Can you describe the taste? Did you test the pH and acidity of the must? Did you press the grapes yourself or buy sterile must? Pass along the history of the process and we'll see what we can dig up for you.


----------



## ugh (Apr 19, 2009)

> Did you test the pH and acidity of the must?


 No I didn't
It was sold as fresh must
I bought it locally in a 6 gallon container. Stirred it up as per the instructions and then after around 7 to 10 days I racked it and then again in 30 days or so leaving the sediment behind this time and the around 30 to 45 days racked it again this time adding the campden tablet at the rate of 1 for each gallon.It was clear at that point. Right now it is sitting in glass and has been since the first racking. I sanitized everything that touched the wine.


----------



## Wade E (Apr 19, 2009)

Get rid of those campden tablets as they will get you in trouble. Its probably the campden tablets athat are giving you this flavor as Ive seen this before, some are actually stronger strenght and 3.5 tablets will equal 1/4 tsp of k-meta powder. That being said if you rack the wine a little non gently you should be fine as that racking will drive off some of the extra sulfites in your wine if that truly is the problem but I really dont think it is although I cant seem to think of anything else it could be given the details you have listed.


----------



## Tom (Apr 19, 2009)

I agree with Wade. If you plan on making more wine I suggest get a pound of Potassium Metabisulfite. Campden tabs come in different strengths and can easily be Over Dosed


----------



## ugh (Apr 20, 2009)

I will try that then. Thanks. I hope I didn't ruin it.

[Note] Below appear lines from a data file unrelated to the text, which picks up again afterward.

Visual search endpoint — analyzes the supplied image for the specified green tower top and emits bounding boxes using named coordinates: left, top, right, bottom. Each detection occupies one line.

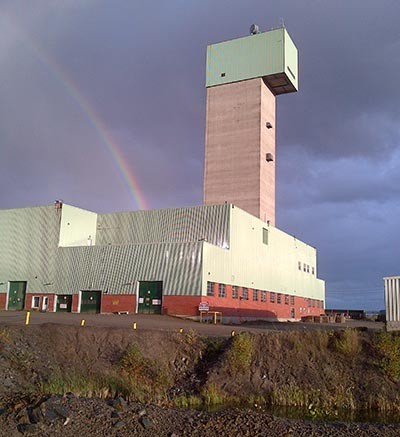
left=206, top=26, right=298, bottom=95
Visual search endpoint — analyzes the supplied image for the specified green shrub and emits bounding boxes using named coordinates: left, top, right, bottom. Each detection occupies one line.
left=227, top=332, right=254, bottom=375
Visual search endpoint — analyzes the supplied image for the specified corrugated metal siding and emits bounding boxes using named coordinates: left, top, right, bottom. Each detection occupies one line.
left=0, top=206, right=61, bottom=293
left=96, top=204, right=230, bottom=247
left=52, top=242, right=203, bottom=295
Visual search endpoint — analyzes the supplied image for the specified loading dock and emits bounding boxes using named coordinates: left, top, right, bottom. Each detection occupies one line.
left=56, top=294, right=72, bottom=313
left=8, top=281, right=26, bottom=311
left=80, top=290, right=101, bottom=313
left=138, top=281, right=162, bottom=314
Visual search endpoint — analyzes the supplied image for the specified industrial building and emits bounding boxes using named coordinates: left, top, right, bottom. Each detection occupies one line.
left=0, top=26, right=325, bottom=320
left=383, top=276, right=400, bottom=331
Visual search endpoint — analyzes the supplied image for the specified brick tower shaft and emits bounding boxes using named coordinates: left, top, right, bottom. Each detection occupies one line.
left=204, top=78, right=276, bottom=225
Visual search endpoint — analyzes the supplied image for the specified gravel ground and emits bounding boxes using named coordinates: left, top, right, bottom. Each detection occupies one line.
left=0, top=396, right=400, bottom=437
left=0, top=311, right=384, bottom=337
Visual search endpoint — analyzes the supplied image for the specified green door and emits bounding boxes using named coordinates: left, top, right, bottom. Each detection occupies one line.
left=8, top=281, right=26, bottom=311
left=57, top=294, right=72, bottom=313
left=138, top=281, right=162, bottom=314
left=81, top=291, right=101, bottom=313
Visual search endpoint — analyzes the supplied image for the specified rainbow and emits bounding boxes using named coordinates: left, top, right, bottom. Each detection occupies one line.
left=1, top=13, right=150, bottom=209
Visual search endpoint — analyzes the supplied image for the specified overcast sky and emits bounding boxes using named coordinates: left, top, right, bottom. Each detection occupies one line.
left=0, top=0, right=400, bottom=309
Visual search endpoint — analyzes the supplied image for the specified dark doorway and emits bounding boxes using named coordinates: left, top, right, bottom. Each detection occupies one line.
left=138, top=281, right=162, bottom=314
left=57, top=294, right=72, bottom=313
left=8, top=281, right=26, bottom=311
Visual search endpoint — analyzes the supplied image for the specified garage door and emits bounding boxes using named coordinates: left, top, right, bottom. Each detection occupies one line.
left=81, top=291, right=101, bottom=313
left=8, top=281, right=26, bottom=311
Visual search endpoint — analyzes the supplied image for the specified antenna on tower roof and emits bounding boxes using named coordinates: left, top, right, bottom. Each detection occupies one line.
left=250, top=24, right=260, bottom=35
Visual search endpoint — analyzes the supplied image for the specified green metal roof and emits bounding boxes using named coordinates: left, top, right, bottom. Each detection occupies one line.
left=206, top=28, right=298, bottom=94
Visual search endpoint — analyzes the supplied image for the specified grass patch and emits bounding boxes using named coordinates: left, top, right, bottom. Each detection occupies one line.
left=202, top=384, right=225, bottom=407
left=374, top=332, right=400, bottom=382
left=333, top=328, right=361, bottom=358
left=227, top=332, right=254, bottom=375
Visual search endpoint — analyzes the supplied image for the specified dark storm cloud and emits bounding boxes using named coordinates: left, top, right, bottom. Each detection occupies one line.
left=0, top=0, right=400, bottom=308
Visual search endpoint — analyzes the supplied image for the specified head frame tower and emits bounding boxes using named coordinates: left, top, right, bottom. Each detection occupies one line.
left=204, top=26, right=298, bottom=225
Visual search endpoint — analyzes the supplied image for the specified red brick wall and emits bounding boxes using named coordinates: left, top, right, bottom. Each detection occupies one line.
left=0, top=293, right=7, bottom=310
left=202, top=284, right=324, bottom=319
left=101, top=294, right=136, bottom=314
left=162, top=295, right=203, bottom=316
left=25, top=293, right=55, bottom=312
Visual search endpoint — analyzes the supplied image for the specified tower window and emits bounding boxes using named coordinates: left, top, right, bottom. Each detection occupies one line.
left=263, top=228, right=268, bottom=244
left=253, top=290, right=258, bottom=301
left=218, top=284, right=226, bottom=297
left=232, top=285, right=239, bottom=299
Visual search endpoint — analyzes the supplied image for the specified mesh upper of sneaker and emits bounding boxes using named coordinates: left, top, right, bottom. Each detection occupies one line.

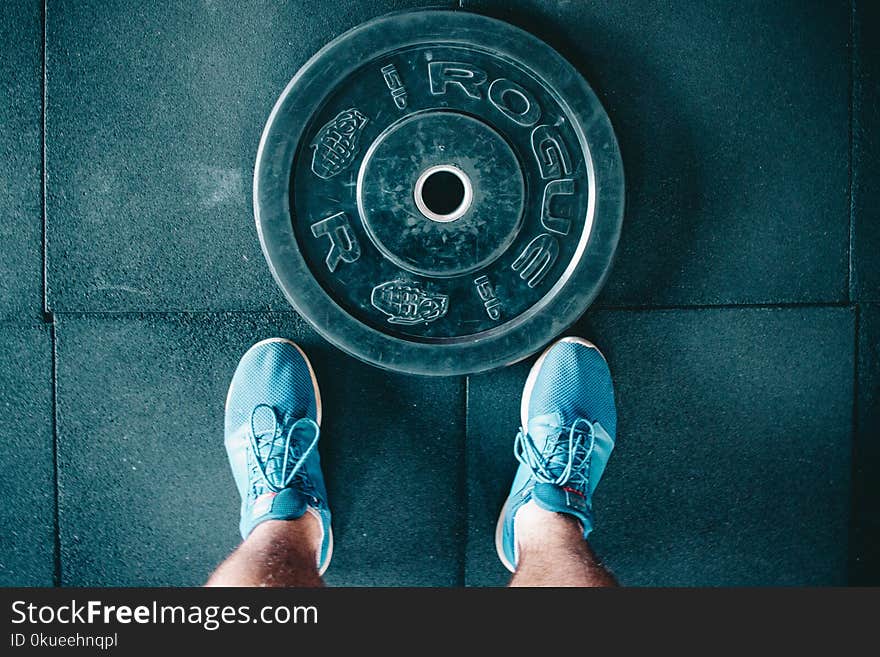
left=526, top=342, right=617, bottom=436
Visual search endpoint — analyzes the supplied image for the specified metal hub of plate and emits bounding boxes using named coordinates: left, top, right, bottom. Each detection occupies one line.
left=254, top=10, right=623, bottom=374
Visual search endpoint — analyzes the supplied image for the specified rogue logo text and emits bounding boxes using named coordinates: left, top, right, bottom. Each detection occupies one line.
left=428, top=62, right=574, bottom=287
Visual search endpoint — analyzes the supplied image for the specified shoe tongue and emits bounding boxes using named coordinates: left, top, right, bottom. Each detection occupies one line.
left=526, top=413, right=562, bottom=449
left=260, top=418, right=316, bottom=488
left=269, top=488, right=309, bottom=519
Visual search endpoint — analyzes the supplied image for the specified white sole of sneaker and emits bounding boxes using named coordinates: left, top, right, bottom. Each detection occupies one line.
left=495, top=335, right=605, bottom=573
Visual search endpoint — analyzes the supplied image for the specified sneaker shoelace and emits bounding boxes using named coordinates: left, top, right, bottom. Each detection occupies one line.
left=513, top=418, right=596, bottom=494
left=248, top=404, right=320, bottom=493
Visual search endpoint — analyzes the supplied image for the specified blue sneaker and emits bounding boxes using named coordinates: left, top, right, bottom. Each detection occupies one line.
left=226, top=338, right=333, bottom=574
left=495, top=337, right=617, bottom=572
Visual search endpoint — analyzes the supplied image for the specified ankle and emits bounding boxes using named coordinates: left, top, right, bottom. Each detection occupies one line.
left=513, top=501, right=586, bottom=553
left=248, top=510, right=323, bottom=562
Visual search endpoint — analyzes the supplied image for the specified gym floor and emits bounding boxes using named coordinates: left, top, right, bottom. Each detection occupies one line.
left=0, top=0, right=880, bottom=586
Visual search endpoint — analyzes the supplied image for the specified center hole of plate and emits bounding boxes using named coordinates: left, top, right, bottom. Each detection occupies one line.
left=414, top=164, right=474, bottom=223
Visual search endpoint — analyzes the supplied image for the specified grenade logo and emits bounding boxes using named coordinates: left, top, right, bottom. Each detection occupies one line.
left=370, top=281, right=449, bottom=326
left=312, top=107, right=369, bottom=180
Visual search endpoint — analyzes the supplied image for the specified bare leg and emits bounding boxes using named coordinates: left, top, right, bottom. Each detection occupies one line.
left=510, top=502, right=617, bottom=586
left=206, top=513, right=324, bottom=586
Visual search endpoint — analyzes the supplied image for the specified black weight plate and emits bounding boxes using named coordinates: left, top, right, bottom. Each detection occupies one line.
left=254, top=10, right=624, bottom=375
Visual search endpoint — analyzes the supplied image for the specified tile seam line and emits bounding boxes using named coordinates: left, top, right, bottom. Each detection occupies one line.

The dosage on the bottle said one tablet per gallon.


----------



## Tom (Apr 20, 2009)

Remember time is on your side.


----------



## Boozehag (Apr 20, 2009)

> I agree with Wade. If you plan on making more wine I suggest get a pound of Potassium Metabisulfite. Campden tabs come in different strengths and can easily be Over Dosed



I was told at the home brew shop that campden tablets are a safer and more reliable way to get the dose correct? Oh dear!


----------



## Tom (Apr 20, 2009)

Thats because they make more $$$ on tabs compaerd to 1# of k-meta LOL. If you know how to use measuring spoons or have agram scale you are good to go.


----------



## ugh (Apr 21, 2009)

The dosage on the bottle says 1 tablet per gallon equals approx. 30 ppm free SO2


----------



## ugh (Apr 25, 2009)

I racked it several times and I can't believe the difference. That chemical taste and that smell is just about all gone.  I also racked 5 gallons of Pinot Nior I have aging and found these crystals in the bottom of the carboy. I thought they were broken glass.Turns out they were tartaric crystals as far as I can tell. The wine seems to have mellowed quite a bit from when I tried it last.


----------



## Vanterax (Apr 25, 2009)

When I bottled my Pinot Noir 2 months ago, I thought it had a strong chemical taste as well. Now, it's only been 2 months and I tasted a bottle last night. The chemical taste is almost all gone and a very pleasant one is emerging. I am very pleased and it goes to show, age will fix it for you.


----------



## Wade E (Apr 25, 2009)

Yep, that broken glass grindy material at the bottom is wine diamonds. Glad that your wines are really coming to life! Time is on your side when making wine!


----------



## Midwest Vintner (Aug 30, 2009)

Wade E said:


> Yep, that broken glass grindy material at the bottom is wine diamonds. Glad that your wines are really coming to life! Time is on your side when making wine!



yep totally agree. racking is a very simply way to get rid of the "bad" stuff. we rack wine up to 5~7 times to get it clear sometimes. rather that way than using a refining agent. the fish derived stuff works very fast though. bentonite works ok, but is probably easier on the wine since it is easier to rack off being clay.

hope it comes out tasty!


----------